Il fisico longilineo e agile (un metro e 80 per 69 chilogrammi), le mani che somigliano ad artigli e soprattutto il grande spirito di avventura hanno spinto Vito Partipilo verso imprese sempre più entusiasmanti e coinvolgenti. Nel 2007 si è inerpicato sui mille metri della parete granitica del Pizzo Badile, dove bisogna mettere in conto anche il calar delle tenebre, impiegando ben dieci ore.
Tra una scalata e un’escursione ha trovato anche il tempo per laurearsi in Scienze Politiche tre anni fa.
Ma è sulle montagne che riesce a dare il meglio di sé. Nel 2010 ha partecipato ad una spedizione sul Cho Oyu dell’Himalaya in Tibet. “Era l’occasione per raggiungere quota 8.201, ma purtroppo dovetti fermarmi sui settemila per un principio di congelamento ai piedi.
C’erano meno quattordici gradi in tenda e tanto ghiaccio. Riuscii a riscaldare un po’ d’acqua che avevo nel termos e dopo un paio di ore recuperai la funzionalità delle dita.
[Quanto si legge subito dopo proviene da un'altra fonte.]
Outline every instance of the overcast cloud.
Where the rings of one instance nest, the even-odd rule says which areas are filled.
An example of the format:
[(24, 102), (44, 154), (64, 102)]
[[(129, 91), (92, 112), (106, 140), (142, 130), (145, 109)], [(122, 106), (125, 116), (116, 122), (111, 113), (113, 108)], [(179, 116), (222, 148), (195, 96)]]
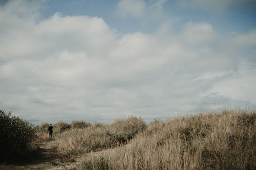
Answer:
[[(146, 17), (166, 1), (152, 1), (122, 0), (115, 9)], [(191, 21), (175, 33), (162, 23), (152, 33), (121, 34), (96, 15), (42, 19), (41, 5), (0, 6), (1, 109), (38, 124), (255, 108), (255, 29), (223, 35)]]

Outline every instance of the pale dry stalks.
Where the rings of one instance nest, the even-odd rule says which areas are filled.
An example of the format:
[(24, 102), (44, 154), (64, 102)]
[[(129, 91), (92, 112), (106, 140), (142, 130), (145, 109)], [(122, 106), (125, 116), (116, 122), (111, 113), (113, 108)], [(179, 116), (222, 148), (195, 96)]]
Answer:
[(156, 120), (129, 145), (77, 169), (256, 169), (256, 113), (224, 110)]

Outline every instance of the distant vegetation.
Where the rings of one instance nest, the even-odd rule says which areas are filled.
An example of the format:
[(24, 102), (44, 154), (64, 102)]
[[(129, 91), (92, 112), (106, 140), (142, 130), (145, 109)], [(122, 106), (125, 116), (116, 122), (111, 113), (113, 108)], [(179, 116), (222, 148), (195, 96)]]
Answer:
[(146, 128), (141, 118), (130, 117), (115, 120), (111, 125), (96, 124), (86, 129), (73, 128), (55, 137), (57, 151), (60, 155), (70, 156), (115, 147)]
[(224, 110), (156, 120), (129, 145), (77, 169), (256, 169), (256, 113)]
[(0, 162), (15, 159), (33, 151), (35, 137), (30, 122), (0, 110)]
[[(4, 156), (32, 145), (34, 134), (41, 141), (49, 140), (48, 123), (33, 128), (26, 121), (2, 110), (1, 114)], [(77, 170), (256, 169), (255, 112), (223, 110), (165, 121), (156, 119), (149, 125), (131, 116), (109, 125), (73, 121), (53, 126), (51, 140), (62, 161), (104, 151), (86, 155)]]

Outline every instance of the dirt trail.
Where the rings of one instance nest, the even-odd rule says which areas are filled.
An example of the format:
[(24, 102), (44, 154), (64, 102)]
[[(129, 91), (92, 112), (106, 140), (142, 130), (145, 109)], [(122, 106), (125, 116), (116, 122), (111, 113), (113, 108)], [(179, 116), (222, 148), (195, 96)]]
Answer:
[[(56, 153), (55, 141), (39, 144), (41, 153), (26, 161), (16, 163), (11, 165), (0, 165), (0, 170), (62, 170), (72, 169), (90, 155), (100, 155), (110, 152), (113, 149), (102, 151), (92, 152), (74, 158), (72, 163), (61, 163)], [(128, 144), (129, 145), (129, 144)]]

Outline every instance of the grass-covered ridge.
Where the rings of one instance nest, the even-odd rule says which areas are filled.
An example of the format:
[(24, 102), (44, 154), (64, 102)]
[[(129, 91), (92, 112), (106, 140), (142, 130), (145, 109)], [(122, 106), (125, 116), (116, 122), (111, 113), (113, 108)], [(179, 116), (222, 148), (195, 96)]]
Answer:
[(35, 148), (32, 124), (0, 110), (0, 163), (20, 159)]
[(156, 120), (129, 145), (77, 169), (256, 169), (256, 113), (223, 110)]
[(55, 137), (57, 152), (62, 155), (77, 155), (123, 144), (146, 128), (140, 118), (117, 120), (112, 124), (99, 123), (86, 128), (73, 128)]

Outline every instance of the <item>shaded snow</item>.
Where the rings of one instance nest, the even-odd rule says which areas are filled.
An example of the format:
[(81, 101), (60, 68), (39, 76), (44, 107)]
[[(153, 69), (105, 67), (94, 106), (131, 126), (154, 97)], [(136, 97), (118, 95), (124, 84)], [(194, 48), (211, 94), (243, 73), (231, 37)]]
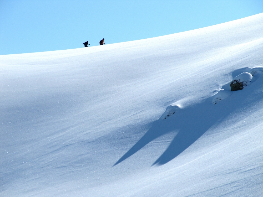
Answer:
[(0, 196), (262, 195), (262, 24), (0, 56)]

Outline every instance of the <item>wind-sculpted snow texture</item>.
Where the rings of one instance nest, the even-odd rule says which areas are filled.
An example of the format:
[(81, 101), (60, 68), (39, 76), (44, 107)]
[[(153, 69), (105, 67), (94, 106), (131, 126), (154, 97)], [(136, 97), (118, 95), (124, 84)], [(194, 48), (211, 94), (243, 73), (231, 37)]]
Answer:
[(0, 56), (0, 196), (263, 195), (262, 32)]

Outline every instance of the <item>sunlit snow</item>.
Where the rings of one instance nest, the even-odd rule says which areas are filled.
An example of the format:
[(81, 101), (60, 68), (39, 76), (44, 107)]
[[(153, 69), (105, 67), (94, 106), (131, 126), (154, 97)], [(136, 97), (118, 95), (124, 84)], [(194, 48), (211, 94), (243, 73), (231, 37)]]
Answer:
[(1, 196), (263, 195), (263, 14), (0, 69)]

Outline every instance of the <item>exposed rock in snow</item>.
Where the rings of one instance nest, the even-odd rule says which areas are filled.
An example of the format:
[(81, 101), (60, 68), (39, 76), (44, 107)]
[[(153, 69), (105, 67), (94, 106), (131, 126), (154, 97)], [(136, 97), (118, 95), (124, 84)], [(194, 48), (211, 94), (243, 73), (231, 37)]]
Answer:
[(171, 105), (169, 107), (161, 117), (161, 119), (164, 120), (166, 119), (166, 118), (172, 114), (174, 114), (179, 109), (181, 108), (181, 106), (179, 105)]
[(236, 77), (230, 83), (231, 91), (243, 90), (244, 87), (250, 85), (253, 76), (246, 72)]

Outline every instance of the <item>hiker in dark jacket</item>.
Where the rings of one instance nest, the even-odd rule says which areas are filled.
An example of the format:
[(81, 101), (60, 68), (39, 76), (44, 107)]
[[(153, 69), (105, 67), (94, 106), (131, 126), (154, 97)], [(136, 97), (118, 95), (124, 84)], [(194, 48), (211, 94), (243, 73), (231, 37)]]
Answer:
[(103, 38), (99, 42), (99, 45), (103, 45), (103, 44), (105, 44), (105, 43), (103, 42), (104, 42), (104, 39)]
[(89, 41), (87, 41), (87, 42), (84, 42), (84, 43), (83, 43), (83, 44), (84, 44), (84, 45), (85, 45), (85, 47), (88, 47), (88, 44), (89, 45), (90, 44), (88, 44), (88, 42)]

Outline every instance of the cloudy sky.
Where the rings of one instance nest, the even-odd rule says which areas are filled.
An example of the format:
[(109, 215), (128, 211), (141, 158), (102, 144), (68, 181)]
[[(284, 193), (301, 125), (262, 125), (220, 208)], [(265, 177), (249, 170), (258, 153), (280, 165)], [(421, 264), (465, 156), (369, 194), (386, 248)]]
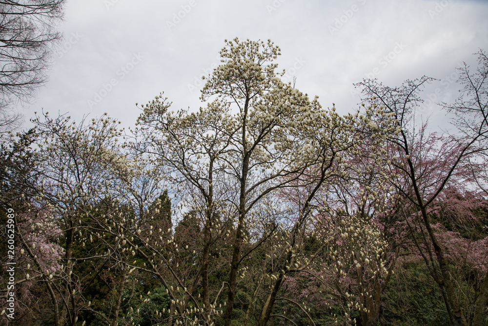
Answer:
[(395, 86), (427, 75), (440, 80), (426, 98), (449, 102), (456, 67), (475, 67), (473, 54), (488, 50), (487, 17), (488, 1), (468, 0), (68, 0), (49, 82), (19, 109), (26, 120), (43, 108), (77, 121), (107, 112), (128, 127), (135, 103), (160, 92), (175, 110), (197, 109), (201, 76), (236, 37), (271, 39), (287, 81), (295, 76), (296, 88), (344, 113), (357, 108), (352, 84), (364, 78)]

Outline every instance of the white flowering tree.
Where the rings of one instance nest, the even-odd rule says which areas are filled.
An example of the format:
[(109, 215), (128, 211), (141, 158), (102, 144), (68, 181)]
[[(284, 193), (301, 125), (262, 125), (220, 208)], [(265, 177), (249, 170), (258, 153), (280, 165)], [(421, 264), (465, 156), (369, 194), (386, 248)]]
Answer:
[[(105, 252), (95, 251), (82, 257), (73, 254), (74, 246), (78, 243), (84, 247), (88, 237), (93, 239), (92, 234), (102, 238), (105, 229), (110, 231), (113, 226), (107, 220), (110, 217), (97, 217), (95, 211), (98, 209), (94, 206), (110, 197), (116, 199), (107, 206), (123, 204), (129, 165), (118, 144), (116, 137), (121, 130), (113, 119), (104, 116), (77, 125), (69, 117), (53, 119), (46, 113), (42, 119), (37, 117), (32, 121), (33, 129), (12, 135), (10, 148), (3, 148), (2, 182), (8, 183), (9, 190), (2, 200), (23, 202), (25, 209), (32, 211), (26, 214), (40, 212), (36, 216), (38, 219), (39, 214), (52, 217), (56, 225), (43, 226), (49, 219), (42, 218), (39, 226), (41, 231), (46, 228), (60, 230), (56, 237), (62, 247), (60, 268), (47, 268), (37, 253), (44, 250), (47, 243), (36, 240), (39, 232), (35, 226), (32, 230), (22, 230), (19, 228), (29, 223), (19, 223), (21, 251), (32, 261), (22, 272), (26, 279), (30, 274), (44, 282), (50, 295), (54, 325), (74, 324), (80, 311), (89, 306), (82, 294), (83, 280), (73, 273), (74, 265), (107, 258), (114, 244), (106, 243), (109, 246)], [(115, 216), (115, 212), (112, 214)], [(82, 219), (86, 220), (88, 216), (96, 222), (82, 223)]]

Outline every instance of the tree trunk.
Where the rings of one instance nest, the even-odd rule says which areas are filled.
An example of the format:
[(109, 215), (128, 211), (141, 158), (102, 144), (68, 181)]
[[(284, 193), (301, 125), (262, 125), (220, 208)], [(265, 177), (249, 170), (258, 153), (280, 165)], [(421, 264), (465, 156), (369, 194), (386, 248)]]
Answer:
[(124, 287), (125, 286), (125, 279), (127, 276), (127, 269), (123, 268), (122, 278), (121, 280), (121, 283), (119, 286), (119, 290), (117, 291), (117, 301), (115, 303), (115, 310), (114, 311), (114, 320), (112, 322), (112, 326), (117, 326), (119, 319), (119, 311), (121, 307), (121, 302), (122, 300), (122, 292), (123, 291)]
[(487, 325), (485, 323), (486, 319), (485, 313), (487, 308), (488, 308), (488, 272), (487, 272), (483, 285), (481, 286), (481, 293), (476, 300), (473, 326), (484, 326)]

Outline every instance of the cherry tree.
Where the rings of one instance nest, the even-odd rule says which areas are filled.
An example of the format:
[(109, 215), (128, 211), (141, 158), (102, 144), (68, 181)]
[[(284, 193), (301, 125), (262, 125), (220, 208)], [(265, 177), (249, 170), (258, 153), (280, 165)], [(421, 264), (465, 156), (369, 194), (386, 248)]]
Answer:
[[(472, 76), (467, 67), (462, 69), (460, 81), (465, 88), (458, 104), (462, 105), (448, 108), (451, 110), (457, 110), (460, 113), (462, 109), (469, 108), (473, 112), (485, 109), (486, 103), (479, 95), (486, 91), (487, 66), (483, 60), (480, 64), (478, 71)], [(465, 82), (470, 79), (479, 83)], [(468, 181), (466, 179), (468, 174), (462, 168), (470, 157), (484, 152), (486, 123), (482, 116), (476, 117), (474, 113), (465, 115), (465, 118), (472, 118), (469, 120), (470, 128), (465, 123), (467, 120), (458, 119), (458, 126), (464, 128), (461, 133), (452, 135), (428, 133), (425, 124), (416, 125), (414, 111), (422, 101), (419, 94), (423, 85), (430, 80), (424, 77), (391, 88), (369, 80), (357, 86), (362, 88), (365, 100), (371, 99), (367, 101), (371, 106), (382, 108), (392, 114), (395, 119), (397, 131), (388, 138), (394, 155), (390, 166), (395, 176), (392, 184), (405, 203), (405, 222), (412, 221), (408, 226), (416, 247), (439, 286), (451, 322), (453, 325), (467, 325), (470, 323), (468, 309), (462, 306), (458, 285), (451, 272), (452, 261), (447, 257), (446, 247), (441, 240), (441, 235), (434, 229), (430, 212), (447, 186), (460, 183), (466, 185)], [(458, 222), (466, 223), (461, 218), (460, 216)], [(476, 305), (483, 306), (483, 296), (479, 298)], [(482, 325), (484, 319), (483, 310), (478, 307), (475, 309), (473, 325)]]

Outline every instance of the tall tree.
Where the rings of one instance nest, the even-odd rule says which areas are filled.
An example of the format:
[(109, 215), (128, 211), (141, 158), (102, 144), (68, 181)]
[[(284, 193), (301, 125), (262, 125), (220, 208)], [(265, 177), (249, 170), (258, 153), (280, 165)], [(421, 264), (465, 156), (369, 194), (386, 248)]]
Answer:
[(0, 110), (28, 101), (46, 81), (50, 49), (61, 34), (65, 0), (0, 1)]

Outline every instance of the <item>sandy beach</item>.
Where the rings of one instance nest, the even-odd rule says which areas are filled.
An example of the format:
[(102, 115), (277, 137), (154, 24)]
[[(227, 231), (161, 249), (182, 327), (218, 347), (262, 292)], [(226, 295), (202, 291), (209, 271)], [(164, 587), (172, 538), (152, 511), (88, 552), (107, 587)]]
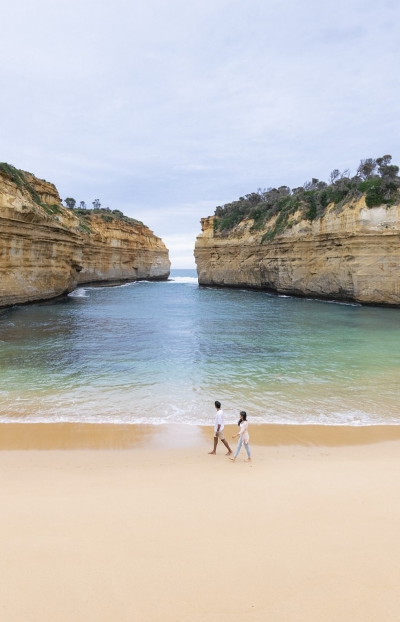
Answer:
[(399, 619), (398, 427), (126, 427), (0, 426), (1, 619)]

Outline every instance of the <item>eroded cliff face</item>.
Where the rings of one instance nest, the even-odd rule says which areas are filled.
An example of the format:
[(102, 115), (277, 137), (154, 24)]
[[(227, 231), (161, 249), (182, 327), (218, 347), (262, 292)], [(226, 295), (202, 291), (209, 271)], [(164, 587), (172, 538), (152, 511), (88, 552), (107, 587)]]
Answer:
[(0, 171), (0, 307), (55, 299), (78, 283), (166, 280), (162, 240), (141, 223), (63, 208), (55, 186)]
[(400, 306), (400, 207), (368, 208), (364, 198), (332, 206), (263, 242), (241, 223), (229, 236), (202, 219), (195, 249), (201, 285)]

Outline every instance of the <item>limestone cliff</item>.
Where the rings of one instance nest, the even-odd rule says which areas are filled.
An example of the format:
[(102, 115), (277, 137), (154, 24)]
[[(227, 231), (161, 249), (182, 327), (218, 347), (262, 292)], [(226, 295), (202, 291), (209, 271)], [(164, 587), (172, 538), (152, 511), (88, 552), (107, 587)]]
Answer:
[(252, 221), (223, 236), (214, 219), (202, 219), (195, 245), (201, 285), (400, 306), (399, 205), (368, 208), (364, 196), (332, 204), (312, 222), (294, 219), (271, 241)]
[(57, 298), (78, 283), (166, 280), (162, 240), (119, 212), (64, 208), (55, 186), (0, 168), (0, 307)]

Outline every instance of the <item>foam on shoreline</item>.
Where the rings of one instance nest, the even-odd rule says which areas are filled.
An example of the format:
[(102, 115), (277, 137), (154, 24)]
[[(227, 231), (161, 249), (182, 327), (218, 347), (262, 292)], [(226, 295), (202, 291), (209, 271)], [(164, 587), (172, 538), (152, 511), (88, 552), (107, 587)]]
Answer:
[[(225, 425), (228, 442), (237, 427)], [(340, 447), (400, 440), (400, 425), (252, 425), (251, 445)], [(0, 450), (188, 447), (212, 442), (212, 425), (0, 423)]]

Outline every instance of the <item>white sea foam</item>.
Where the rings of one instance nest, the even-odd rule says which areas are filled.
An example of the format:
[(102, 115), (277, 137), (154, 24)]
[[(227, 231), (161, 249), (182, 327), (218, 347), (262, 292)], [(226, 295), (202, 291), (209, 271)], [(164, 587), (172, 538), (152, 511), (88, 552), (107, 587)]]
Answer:
[(198, 285), (199, 281), (195, 277), (173, 277), (168, 279), (168, 283), (188, 283), (189, 284)]
[(71, 298), (87, 298), (88, 295), (84, 287), (78, 287), (68, 295)]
Sono stato in Tibet circa quaranta giorni, una lunga trasferta che mi è costata diecimila euro. In pratica mi autofinanzio. L’importante è credere in quello che si fa, nei traguardi che si vogliono raggiungere”.
Gli ottomila metri sono ancora una meta da conquistare per Vito Partipilo. La marcia di avvicinamento verso l’ennesima sfida è già cominciata. “L’anno prossimo andrò in Nepal, ma per il momento non ho ancora deciso quale montagna scalare. L’Himalaya è un’esperienza entusiasmante che tuttavia richiede una grande capacità di adattamento a disagi fisici e difficoltà ambientali. Spero, in virtù dei costi elevati, che alcuni sponsor credano nella mia iniziativa e contribuiscano a sostenere le spese per organizzare la spedizione”.
Il cuore oltre l’ostacolo, lo sguardo verso il cielo. Vito Partipilo sa bene che la sua è un’avventura da vivere intensamente. “L’alpinismo richiede sacrificio, impegno, allenamento. Quando arrivo in cima mi guardo intorno e scopro l’immensità della natura. E’ un groviglio di sensazioni, in cui si mescolano la soddisfazione di raggiungere la vetta alla felicità interiore di condividere l’impresa con i compagni e non solo. C’è uno spirito di amicizia che nasce spontaneo, tra noi uomini che sfidiamo la montagna; come quella volta sulla sommità del Cervino quando incrociai tre tedeschi fra strette di mano e lacrime di commozione”.